In short, everything is back to normal. All they have to do is pass some sort of legislation. Senator Ted Cruz no longer exists, although strangely enough there is a senator from Texas with exactly the same name who looks and sounds just like him. The mores of the new Senate are more conservative, perhaps, than the old one, less influenced by the liberal tone of the country club, but nobody in the incoming Congress is literally insane, I am sure; they are properly focused on reducing my tax bill so I can create some jobs if I ever have the time. I don't see how anybody could object to that.
And if we're never in opposition again, we'll never go crazy again, stands to reason. So you know how to vote if you know what's good for you. Oops, does that sound like a threat? 
Johnny the Homicidal Maniac, as rendered by Darshanrein at DeviantArt.
Update:

Much more from Driftglass and the Rude One. And a bonus via M. Bouffant on totally post-lunatic New Mature Republican Oklahoma Senator-elect James Lankford:

“I come from a biblical worldview in the way I address issues,” Lankford said. “I look at Nehemiah and how he handled things when he stepped into Jerusalem. It was that the people were in disgrace and the wall was broken down, but the two things that he focused in on was the constructive side of things and the debt. Half of the Book of Nehemiah is just getting the people out of debt, so they could actually take on the other things.”

“We can’t handle national defense right now, we can’t handle a lot of things that we need to and that need to be driven by the states because we have so much debt… We have proved that our nation really is slave to the lender.”

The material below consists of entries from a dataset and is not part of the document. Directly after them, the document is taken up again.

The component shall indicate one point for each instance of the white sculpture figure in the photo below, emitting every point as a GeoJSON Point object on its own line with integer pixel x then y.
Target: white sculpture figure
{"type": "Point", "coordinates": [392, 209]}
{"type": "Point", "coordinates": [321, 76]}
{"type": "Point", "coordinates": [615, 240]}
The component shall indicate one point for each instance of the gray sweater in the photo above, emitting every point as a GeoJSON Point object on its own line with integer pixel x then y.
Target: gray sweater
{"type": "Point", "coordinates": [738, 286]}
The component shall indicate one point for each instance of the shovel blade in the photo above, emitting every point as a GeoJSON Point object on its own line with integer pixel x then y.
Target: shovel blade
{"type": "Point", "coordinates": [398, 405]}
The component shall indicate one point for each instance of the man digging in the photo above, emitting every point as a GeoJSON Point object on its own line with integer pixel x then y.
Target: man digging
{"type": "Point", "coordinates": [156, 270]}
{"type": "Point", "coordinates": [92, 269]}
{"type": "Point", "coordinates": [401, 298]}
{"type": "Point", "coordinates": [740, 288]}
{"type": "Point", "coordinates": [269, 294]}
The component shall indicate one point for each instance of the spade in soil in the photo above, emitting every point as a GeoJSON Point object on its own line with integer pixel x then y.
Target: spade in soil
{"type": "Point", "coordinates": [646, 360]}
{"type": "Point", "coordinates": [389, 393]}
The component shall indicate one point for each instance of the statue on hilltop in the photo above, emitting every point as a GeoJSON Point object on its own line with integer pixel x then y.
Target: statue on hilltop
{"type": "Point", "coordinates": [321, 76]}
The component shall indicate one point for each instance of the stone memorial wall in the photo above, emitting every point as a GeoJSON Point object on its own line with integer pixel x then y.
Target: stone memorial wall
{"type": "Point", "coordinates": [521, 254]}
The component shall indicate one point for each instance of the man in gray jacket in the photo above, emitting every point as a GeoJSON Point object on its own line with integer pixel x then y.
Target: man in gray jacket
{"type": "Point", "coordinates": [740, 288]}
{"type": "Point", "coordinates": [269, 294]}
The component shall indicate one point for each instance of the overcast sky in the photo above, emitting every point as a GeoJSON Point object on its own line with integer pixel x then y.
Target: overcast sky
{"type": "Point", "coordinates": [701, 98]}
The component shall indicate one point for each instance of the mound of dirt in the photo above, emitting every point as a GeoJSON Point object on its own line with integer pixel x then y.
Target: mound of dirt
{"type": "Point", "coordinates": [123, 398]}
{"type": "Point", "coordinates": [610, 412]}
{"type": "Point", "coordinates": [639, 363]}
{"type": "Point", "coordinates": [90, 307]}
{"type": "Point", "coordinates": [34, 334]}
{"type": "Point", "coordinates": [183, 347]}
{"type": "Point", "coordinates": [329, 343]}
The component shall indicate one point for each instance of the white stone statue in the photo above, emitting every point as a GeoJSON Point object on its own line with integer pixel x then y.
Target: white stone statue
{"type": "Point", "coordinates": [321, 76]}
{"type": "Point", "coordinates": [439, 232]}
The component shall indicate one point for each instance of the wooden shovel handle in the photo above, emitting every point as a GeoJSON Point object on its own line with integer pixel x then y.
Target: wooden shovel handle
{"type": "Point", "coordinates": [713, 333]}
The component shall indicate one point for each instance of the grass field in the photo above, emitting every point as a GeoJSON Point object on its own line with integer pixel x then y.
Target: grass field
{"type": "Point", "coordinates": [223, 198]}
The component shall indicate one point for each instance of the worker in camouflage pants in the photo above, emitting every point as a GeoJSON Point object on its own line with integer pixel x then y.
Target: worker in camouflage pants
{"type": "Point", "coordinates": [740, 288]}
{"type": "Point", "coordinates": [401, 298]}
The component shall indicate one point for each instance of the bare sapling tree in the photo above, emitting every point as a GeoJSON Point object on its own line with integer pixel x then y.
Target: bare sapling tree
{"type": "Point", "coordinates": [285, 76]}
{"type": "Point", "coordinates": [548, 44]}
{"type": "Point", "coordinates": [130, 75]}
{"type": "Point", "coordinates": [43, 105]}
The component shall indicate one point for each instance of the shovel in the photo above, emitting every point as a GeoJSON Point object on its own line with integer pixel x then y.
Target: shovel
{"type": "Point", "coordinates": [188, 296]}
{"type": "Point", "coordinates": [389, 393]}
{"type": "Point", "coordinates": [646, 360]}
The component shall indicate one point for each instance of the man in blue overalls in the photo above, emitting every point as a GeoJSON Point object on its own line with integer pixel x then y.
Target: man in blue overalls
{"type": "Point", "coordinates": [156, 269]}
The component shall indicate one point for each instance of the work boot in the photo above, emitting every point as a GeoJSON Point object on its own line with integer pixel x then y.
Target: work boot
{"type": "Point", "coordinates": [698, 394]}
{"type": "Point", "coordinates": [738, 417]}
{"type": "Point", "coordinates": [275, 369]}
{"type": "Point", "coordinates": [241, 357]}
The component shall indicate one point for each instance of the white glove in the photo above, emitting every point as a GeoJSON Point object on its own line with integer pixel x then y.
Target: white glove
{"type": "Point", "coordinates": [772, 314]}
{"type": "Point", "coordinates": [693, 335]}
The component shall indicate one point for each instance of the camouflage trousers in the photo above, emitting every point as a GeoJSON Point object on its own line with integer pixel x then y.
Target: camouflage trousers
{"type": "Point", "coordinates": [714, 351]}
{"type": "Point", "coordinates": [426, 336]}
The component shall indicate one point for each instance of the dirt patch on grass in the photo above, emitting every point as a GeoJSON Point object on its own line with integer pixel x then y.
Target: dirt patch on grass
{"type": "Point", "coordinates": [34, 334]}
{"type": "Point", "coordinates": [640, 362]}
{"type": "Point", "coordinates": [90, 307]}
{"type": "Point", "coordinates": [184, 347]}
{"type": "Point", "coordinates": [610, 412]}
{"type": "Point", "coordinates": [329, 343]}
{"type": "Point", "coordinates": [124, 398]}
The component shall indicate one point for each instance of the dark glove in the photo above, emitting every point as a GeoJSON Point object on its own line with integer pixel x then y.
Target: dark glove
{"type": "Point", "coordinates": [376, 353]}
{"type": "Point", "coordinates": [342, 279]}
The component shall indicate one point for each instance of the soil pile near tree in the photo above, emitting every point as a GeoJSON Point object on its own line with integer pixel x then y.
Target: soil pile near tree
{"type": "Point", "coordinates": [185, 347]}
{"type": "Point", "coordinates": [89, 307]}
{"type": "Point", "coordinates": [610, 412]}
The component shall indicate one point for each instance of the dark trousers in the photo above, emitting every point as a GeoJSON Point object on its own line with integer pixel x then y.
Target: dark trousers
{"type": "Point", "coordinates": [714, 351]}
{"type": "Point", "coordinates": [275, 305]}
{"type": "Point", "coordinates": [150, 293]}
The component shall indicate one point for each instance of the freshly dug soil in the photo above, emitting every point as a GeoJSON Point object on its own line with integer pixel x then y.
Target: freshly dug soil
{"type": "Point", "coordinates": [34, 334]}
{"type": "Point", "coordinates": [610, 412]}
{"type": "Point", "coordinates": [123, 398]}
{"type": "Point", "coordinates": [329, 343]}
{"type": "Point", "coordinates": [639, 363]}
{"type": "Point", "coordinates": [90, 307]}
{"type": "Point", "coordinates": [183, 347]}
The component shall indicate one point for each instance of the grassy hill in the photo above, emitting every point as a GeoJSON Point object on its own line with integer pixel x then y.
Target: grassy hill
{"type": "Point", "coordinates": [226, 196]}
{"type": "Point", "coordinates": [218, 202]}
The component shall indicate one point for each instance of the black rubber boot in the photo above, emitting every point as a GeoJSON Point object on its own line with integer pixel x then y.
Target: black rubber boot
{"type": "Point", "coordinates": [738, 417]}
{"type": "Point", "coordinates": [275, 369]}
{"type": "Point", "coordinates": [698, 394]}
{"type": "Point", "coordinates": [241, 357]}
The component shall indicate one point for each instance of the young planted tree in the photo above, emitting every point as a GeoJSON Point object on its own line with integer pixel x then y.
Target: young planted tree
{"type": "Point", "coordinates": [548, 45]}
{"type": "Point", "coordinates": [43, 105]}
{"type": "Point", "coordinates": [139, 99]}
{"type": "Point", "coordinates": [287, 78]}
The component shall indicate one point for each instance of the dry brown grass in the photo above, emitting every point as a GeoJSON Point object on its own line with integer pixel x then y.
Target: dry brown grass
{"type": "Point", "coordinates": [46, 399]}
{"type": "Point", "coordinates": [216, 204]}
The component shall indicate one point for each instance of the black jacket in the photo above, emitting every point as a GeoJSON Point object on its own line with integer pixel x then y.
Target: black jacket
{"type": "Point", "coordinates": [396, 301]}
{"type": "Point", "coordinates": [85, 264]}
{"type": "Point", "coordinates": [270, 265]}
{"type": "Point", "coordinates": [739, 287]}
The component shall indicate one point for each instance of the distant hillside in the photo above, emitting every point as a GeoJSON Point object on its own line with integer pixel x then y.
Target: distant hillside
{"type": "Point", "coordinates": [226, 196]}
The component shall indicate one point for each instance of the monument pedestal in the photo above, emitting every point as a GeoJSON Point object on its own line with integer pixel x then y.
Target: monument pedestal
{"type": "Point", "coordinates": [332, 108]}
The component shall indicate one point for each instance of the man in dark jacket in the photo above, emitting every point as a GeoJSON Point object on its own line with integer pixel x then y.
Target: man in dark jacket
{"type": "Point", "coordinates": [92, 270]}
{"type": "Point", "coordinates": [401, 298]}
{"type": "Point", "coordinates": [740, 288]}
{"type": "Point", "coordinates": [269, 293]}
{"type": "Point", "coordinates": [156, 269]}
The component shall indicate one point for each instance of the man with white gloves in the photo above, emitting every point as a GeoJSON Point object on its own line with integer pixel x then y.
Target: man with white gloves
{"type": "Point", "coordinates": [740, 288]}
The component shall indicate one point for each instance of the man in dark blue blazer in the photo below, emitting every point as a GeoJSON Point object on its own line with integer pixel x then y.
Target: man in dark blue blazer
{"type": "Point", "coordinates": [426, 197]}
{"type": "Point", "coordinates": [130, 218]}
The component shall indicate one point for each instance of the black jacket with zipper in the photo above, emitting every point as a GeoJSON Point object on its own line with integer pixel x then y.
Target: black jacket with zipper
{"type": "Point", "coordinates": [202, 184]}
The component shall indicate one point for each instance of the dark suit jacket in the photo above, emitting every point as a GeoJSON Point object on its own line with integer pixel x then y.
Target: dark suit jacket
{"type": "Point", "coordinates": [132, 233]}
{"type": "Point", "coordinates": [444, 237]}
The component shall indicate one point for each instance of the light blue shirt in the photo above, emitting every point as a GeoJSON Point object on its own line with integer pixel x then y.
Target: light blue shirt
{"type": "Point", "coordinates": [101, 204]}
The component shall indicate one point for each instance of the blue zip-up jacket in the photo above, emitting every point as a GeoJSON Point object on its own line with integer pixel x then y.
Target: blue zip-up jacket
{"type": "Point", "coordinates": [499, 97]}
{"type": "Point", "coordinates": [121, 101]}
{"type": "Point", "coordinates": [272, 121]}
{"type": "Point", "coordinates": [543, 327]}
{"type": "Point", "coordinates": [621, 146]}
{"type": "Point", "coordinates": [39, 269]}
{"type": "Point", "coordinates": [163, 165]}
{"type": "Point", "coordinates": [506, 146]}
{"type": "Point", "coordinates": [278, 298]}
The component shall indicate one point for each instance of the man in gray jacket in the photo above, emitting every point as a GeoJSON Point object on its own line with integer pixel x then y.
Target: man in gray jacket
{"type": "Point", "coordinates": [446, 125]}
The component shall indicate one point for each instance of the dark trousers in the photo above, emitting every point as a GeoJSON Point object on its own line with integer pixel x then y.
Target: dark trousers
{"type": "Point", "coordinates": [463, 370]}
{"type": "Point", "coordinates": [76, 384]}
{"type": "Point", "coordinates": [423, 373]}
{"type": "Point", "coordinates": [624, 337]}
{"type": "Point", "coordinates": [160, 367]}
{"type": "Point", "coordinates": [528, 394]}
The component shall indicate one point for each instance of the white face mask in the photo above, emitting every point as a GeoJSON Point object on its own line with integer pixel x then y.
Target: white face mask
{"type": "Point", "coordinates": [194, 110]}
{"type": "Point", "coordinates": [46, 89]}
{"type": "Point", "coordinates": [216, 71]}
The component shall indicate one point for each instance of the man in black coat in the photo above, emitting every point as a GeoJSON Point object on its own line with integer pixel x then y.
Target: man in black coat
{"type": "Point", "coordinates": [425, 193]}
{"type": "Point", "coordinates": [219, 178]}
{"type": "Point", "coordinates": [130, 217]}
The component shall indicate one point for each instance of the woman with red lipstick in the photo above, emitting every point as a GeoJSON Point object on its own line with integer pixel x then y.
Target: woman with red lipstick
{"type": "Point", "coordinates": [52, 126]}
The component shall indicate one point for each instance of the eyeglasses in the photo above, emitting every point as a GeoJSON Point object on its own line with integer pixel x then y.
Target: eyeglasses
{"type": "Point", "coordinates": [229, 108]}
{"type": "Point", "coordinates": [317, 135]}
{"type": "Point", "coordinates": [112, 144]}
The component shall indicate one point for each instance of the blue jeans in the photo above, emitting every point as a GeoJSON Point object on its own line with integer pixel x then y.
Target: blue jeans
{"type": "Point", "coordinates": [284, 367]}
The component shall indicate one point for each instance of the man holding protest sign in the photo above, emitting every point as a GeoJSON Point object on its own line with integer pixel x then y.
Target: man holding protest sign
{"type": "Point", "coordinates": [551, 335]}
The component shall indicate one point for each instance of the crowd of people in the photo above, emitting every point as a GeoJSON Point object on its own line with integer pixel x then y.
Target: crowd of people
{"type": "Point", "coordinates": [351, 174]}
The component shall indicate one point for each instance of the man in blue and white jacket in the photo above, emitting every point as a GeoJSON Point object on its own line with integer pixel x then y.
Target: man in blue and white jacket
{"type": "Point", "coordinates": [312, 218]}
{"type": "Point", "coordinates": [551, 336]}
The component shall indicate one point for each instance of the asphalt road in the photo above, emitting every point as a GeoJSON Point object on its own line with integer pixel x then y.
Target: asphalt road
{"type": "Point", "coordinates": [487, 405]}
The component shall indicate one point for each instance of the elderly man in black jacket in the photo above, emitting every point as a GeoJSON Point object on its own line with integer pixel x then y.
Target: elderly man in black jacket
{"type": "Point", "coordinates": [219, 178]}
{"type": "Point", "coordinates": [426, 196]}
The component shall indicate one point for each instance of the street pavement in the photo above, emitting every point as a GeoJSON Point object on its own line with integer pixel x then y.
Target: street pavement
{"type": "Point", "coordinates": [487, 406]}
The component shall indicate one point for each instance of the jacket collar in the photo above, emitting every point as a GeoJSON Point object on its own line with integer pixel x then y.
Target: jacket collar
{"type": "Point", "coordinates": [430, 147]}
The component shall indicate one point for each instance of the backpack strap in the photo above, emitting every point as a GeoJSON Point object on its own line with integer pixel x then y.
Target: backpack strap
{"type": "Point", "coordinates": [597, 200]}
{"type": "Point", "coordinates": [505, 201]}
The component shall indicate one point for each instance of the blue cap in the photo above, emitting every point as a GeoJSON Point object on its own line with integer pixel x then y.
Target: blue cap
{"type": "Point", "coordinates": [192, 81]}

Lankford added that people should pray as much as they complain.

Or even more than they complain! WWND (What Would Nehemiah Do?).

Lankford is also (surprise!) totally wrong in his interpretation of Nehemiah, the Jewish official sent by King Artaxerxes to be governor of Judaea in the mid-5th century B.C.E. As ever, scratch an ancient Hebrew political thinker and you'll find a Big Government do-gooder: Nehemiah began his tenure with a gigantic public works project shoring up the Jerusalem city walls, and then moved on to defend the city's poor against a foreclosure crisis by demanding that the local banksters stop seizing debtors' collateral (Lankford seems to think it's somehow an equivalent of public debt, but it's poor individuals getting sharked, and the hero not bothered about the moral hazard of bailing them out). What really takes up about half the book is the revival of the Succoth feast and the old Deuteronomical system of taxing property owners ten percent of their output to sustain the government (Levites) and the poor. (He also strikes out against lax Sabbath observance and mixed marriages.)